Chapter 35 Isabeau #2
His arms were strong around my waist, holding me upright with embarrassing ease. This close, I could smell him—leather and horses and something uniquely male that made my heart beat faster despite my anger. Why was I responding to him like this?
“Art thou trying to kill thyself?” he demanded, helping me back onto the bed. “Thou hast been at death’s door for a week. Thy body needs time to heal.”
A week. I’d been gone from the castle for a week. How much weaker had the connection to the princes grown in that time? How much more were they suffering because of my absence?
“My name,” I said, forcing the words through gritted teeth, “is Isabeau. Isabeau Dubois. And I need to return to where you found me.”
“Isabeau.” He said my name slowly, testing the feel of it on his tongue. His eyes never left mine, searching for something I couldn’t identify. “A beautiful name. But returning to that cursed place is not possible.”
“Why not?” I demanded, hating how weak I sounded, how my body betrayed me by trembling just from the effort of sitting upright. “It’s where I belong.”
“No one belongs in a cell, chained to a wall, starving to death,” he said, his voice hardening. “Whatever thou believe, whatever compels thee to return, it is not natural.

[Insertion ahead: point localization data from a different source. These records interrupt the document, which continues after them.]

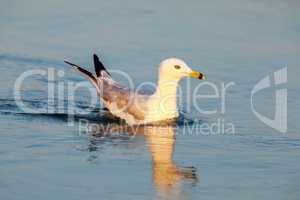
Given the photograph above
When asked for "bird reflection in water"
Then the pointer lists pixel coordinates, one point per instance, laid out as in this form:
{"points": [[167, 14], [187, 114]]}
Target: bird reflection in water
{"points": [[166, 175]]}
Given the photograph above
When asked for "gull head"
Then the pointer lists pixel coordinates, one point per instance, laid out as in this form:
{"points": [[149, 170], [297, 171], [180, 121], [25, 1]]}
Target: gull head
{"points": [[176, 69]]}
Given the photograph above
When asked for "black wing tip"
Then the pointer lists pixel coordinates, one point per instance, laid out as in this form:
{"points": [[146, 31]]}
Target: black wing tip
{"points": [[95, 56], [69, 63]]}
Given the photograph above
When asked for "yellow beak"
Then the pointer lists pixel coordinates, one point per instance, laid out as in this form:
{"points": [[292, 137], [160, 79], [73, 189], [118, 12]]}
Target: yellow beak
{"points": [[197, 75]]}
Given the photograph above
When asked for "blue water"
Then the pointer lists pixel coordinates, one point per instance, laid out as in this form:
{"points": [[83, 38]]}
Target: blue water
{"points": [[43, 157]]}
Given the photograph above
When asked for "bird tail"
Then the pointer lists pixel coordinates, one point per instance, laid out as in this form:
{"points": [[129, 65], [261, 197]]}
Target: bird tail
{"points": [[99, 69]]}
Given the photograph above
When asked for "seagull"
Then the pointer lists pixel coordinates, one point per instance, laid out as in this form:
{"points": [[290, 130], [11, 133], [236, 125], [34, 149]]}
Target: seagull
{"points": [[136, 107]]}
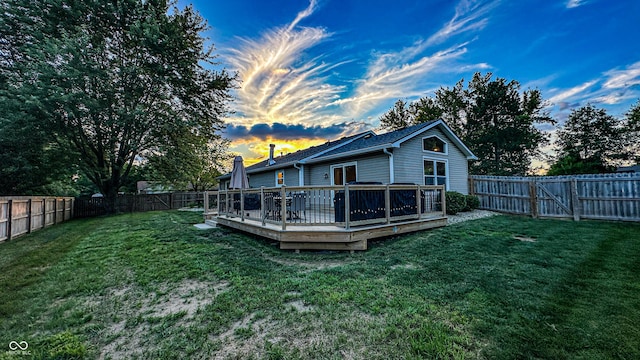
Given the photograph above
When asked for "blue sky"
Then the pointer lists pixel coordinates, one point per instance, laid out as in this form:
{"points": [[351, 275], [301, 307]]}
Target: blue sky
{"points": [[312, 71]]}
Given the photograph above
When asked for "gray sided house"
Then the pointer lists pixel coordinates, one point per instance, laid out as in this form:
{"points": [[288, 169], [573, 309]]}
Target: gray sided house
{"points": [[426, 154]]}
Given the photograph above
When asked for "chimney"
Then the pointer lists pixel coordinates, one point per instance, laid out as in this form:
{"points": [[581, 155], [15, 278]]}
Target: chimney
{"points": [[271, 149]]}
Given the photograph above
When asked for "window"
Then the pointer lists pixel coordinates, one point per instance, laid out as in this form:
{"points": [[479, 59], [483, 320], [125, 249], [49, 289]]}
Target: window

It is the forest’s corruption speaking through thee, so I will fight against it’s pull for thee.”
“You know nothing about me,” I hissed, anger giving strength to my voice where my body had none. “Nothing about what I was doing there.”
“I know enough.” He rose, pacing the room with the restless energy of a caged predator.
“I know that place is tainted by old magic. I know the creatures that dwell within its boundaries are twisted mockeries of nature. And I know that no human could survive what thou endured without some form of protection.”
He turned back to me, his blue eyes narrowed with suspicion that hadn’t been there before. “Why did thy eyes change color when I spoke of magic?”
I froze, heart hammering in my chest. Had they? Had my amber eyes—the eyes that matched the princes’, that marked me as different, as magical—betrayed me already?
“I don’t know what you’re talking about,” I said, looking away.
“Thy eyes,” he insisted, moving closer again. “They flashed, just for a moment. Like flame behind amber.”
Shit. I kept my gaze fixed on the floor, mind racing for some explanation he might believe. Before I could speak, he caught my chin with gentle fingers, tilting my face up to meet his gaze.
“Beautiful,” he murmured, studying me with an intensity that made my skin prickle. “But not human. Not entirely.”
I jerked away from his touch. “I’m as human as thou art.”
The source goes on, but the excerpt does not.